Apprends à viser juste

Un Indien qui a participé à l’attaque surprise d’un détachement de Tuniques bleues, a vu, avec étonnement, un des soldats, percé d’une douzaine de flèches, se relever et se mettre à courir en direction de Fort-Apache.
– Ça y est ! s’écrie-t-il, j’ai trouvé ma vocation.
– T’imposer comme le chef d’une tribu de farouches guerriers ?
– Non.
– Devenir acupuncteur.

Les nigauds du foot

« L’équipe de France, c’est onze adolescents qui cherchent leur maman. Ils vont peut-être devenir des hommes à 35 ans, mais en attendant, il faut se taper une espèce de petite tribu de nigauds. »

Jean-Louis Murat

Avec des petits légumes !

Une cuisinière cannibale remercie chaleureusement l’explorateur qu’elle s’apprête à faire mijoter :
– Vous avez eu raison de me dire que vous êtes bourguignon, il faudra bien compter une heure de cuisson en plus.

Le meilleur baiseur de la tribu

L’histoire se passe dans une tribu en Afrique.

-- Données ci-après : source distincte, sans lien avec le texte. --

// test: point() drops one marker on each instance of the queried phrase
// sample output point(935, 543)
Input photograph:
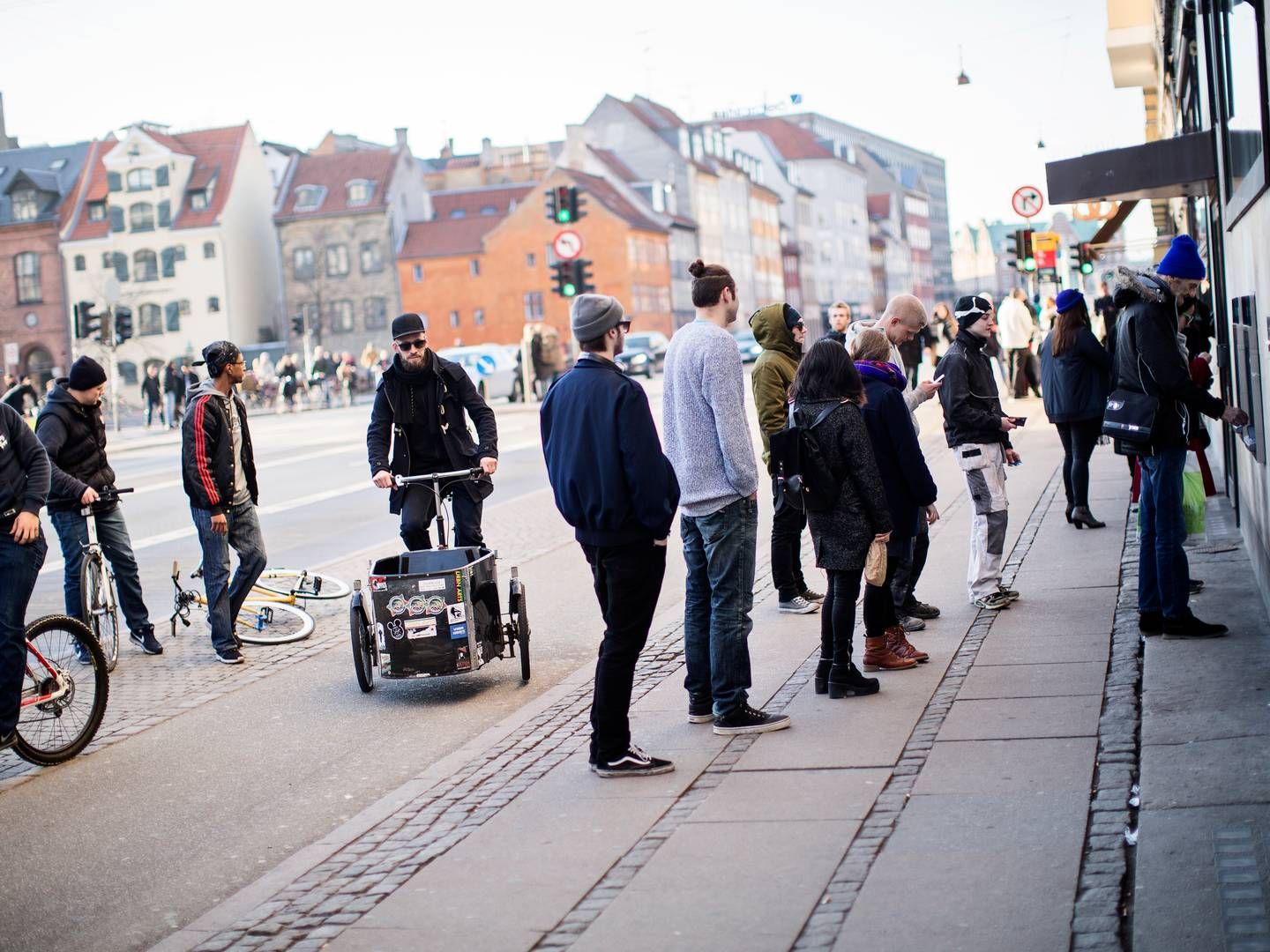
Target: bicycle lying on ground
point(271, 614)
point(63, 697)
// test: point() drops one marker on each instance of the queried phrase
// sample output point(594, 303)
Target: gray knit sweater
point(705, 432)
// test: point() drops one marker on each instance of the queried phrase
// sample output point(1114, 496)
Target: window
point(337, 260)
point(534, 305)
point(376, 312)
point(303, 264)
point(342, 315)
point(360, 192)
point(145, 265)
point(149, 320)
point(372, 258)
point(26, 267)
point(141, 217)
point(26, 205)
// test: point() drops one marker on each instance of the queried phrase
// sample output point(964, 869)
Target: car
point(490, 367)
point(746, 343)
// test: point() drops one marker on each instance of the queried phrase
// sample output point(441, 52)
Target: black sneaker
point(632, 763)
point(700, 709)
point(747, 720)
point(147, 641)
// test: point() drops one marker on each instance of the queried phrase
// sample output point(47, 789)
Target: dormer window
point(360, 190)
point(309, 198)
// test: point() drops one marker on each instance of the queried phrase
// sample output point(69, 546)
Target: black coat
point(905, 476)
point(841, 536)
point(387, 447)
point(1149, 360)
point(1074, 383)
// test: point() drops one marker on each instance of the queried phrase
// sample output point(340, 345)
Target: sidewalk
point(977, 802)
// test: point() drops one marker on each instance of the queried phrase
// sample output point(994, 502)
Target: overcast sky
point(519, 71)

Dans cette tribu, il y un Caïd, le meilleur baiseur du groupe, frimeur et tout. Cette bête sexuelle a un jeune fils a qui il veut apprendre les meilleures techniques. Il lui dit :
« Mon fils, je suis le meilleur baiseur de tous les temps. Je vais t’apprendre à faire jouir les nanas. Alors on va dans une cahute avec une meuf, je te montre comment on baise et toi pendant ce temps, tu éventes avec une grande feuille. Après tu essaieras. »

Alors voilà le Caïd qui commence à s’escrimer pendant une demi-heure sans aucun résultat. Il abandonne et dit à son fils de prendre sa place pendant que lui évente. En moins d’une minute, c’est le panard total pour la gonzesse, le pied géant avec les cris et tout. Le Caïd dit alors à son fils, d’un ton supérieur :
« Alors fiston, tu vois comment on évente ? »

La conversion des tribus africaines

Un prêtre catholique était parti convertir des tribus africaines.

Comme il venait de débarquer, il n’était pas encore très bon question dialecte local. Du coup, il s’était payé les services d’un traducteur. Un beau jour, il obtient l’accord du chef de la tribu pour faire son speech devant la tribu au complet. Alors il se place sur la place, il monte sur une grosse pierre pour être bien vu de tous, et il demande à son traducteur de venir se placer à côté de lui.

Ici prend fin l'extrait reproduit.